The Influence of Programmed Cell Death in Myeloid Cells on Host Resilience to  Infection with Legionella pneumophila or Streptococcus pyogenes

Gamradt P, Xu Y, Gratz N, Duncan K, Kobzik L, Högler S, Kovarik P, Decker T, Jamieson AM.

PLoS Pathog. (2016) 12(12):e1006032

 Speaker: An-Chi Gu (顧安琪)                                       Time: 14:00~15:00, Oct. 18, 2017

 Commentator: Dr. Bei-Chang Yang (楊倍昌老師)         Place: Room 601

Abstract:

The immune system protects from infections primarily by detecting and eliminating the invading pathogens, however, the host organism can use another strategy to protect itself by reducing the negative impact of infections on host fitness called tolerance/resilience. (1). Myeloid cells play important roles in innate immune, they are essential in direct phagocytosis and destruction of pathogens, and activation of other immune cells by secretion of cytokines and chemokines (2).
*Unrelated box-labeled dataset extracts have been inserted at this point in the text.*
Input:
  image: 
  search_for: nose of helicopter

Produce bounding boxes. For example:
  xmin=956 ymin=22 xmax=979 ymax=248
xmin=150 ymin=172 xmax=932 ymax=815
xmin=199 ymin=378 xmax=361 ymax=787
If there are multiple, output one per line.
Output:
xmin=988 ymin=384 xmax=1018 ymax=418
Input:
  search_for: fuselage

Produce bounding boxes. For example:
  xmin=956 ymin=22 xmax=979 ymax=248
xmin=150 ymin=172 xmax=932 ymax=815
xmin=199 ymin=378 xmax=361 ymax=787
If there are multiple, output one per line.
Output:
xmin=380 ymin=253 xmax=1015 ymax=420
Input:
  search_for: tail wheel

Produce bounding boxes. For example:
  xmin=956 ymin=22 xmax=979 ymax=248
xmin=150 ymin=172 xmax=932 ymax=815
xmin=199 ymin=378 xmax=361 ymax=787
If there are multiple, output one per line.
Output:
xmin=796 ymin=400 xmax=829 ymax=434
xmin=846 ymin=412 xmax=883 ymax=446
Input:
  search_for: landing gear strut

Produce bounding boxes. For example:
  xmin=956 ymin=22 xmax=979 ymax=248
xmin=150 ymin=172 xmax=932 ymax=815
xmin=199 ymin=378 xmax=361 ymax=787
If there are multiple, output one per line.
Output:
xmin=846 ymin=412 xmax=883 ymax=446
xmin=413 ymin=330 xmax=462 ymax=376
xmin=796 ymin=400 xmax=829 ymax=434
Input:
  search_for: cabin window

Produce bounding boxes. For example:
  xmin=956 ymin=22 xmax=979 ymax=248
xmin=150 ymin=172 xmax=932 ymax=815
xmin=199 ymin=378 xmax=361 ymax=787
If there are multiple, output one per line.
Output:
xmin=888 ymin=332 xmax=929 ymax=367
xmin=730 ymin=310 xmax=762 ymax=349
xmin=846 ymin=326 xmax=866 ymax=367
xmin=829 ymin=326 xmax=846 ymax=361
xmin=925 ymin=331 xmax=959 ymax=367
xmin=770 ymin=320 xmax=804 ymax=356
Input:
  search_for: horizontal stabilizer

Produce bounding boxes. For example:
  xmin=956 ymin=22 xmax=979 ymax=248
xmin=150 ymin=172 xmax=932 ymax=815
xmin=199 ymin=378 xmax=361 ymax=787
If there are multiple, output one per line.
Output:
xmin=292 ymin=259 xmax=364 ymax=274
Both the immune response and pathogens themselves can cause damage to the infected host, so immune system must be carefully controlled to prevent excessive damage (3). One mechanism of both controlling pathogen replication and host inflammation is programmed cell death (PCD). Myeloid cells will undergo programmed cell death to prevent excessive inflammation once pathogen is cleared. In this study, authors developed a mouse model with decreased myeloid cell death and used two bacterial pathogen, L. pneumophila and S. pyogenes, to understand the balance between controlling pathogen clearance and maintaining host resilience during in vivo infections. The results showed that the transgenic mice infected with L. pneumophila lead to increased inflammation and immune cells infiltrated into the lung. However, both littermate and transgenic mice colud survive and clear the infection. During infection with S. pyogenes, transgenic mice had significant increase in inflammation both at the infection site and systemically. Besides, transgenic mice significantly decreased survival compared to littermate controls, it suggested that host resilience to systemic S. pyogenes infection was compromised by decreased myeloid cell death due to an excessive inflammatory response. This study demonstrated tight regulation of PCD in myeloid cells , and how important it was for host resilience. There were other pathways compensating for the increase in inflammation and prevented a large decrease in host resilience during lung infection. In contrast, during a systemic infection decreased PCD and consequently increased inflammation overwhelmed the host and lead to decreased resilience as indicated by survival.

References:

1.      Ruslan Medzhitov, David S. Schneider, and Miguel P. Soares. (2012). Disease Tolerance as a Defense Strategy. Science. 335, 936–941.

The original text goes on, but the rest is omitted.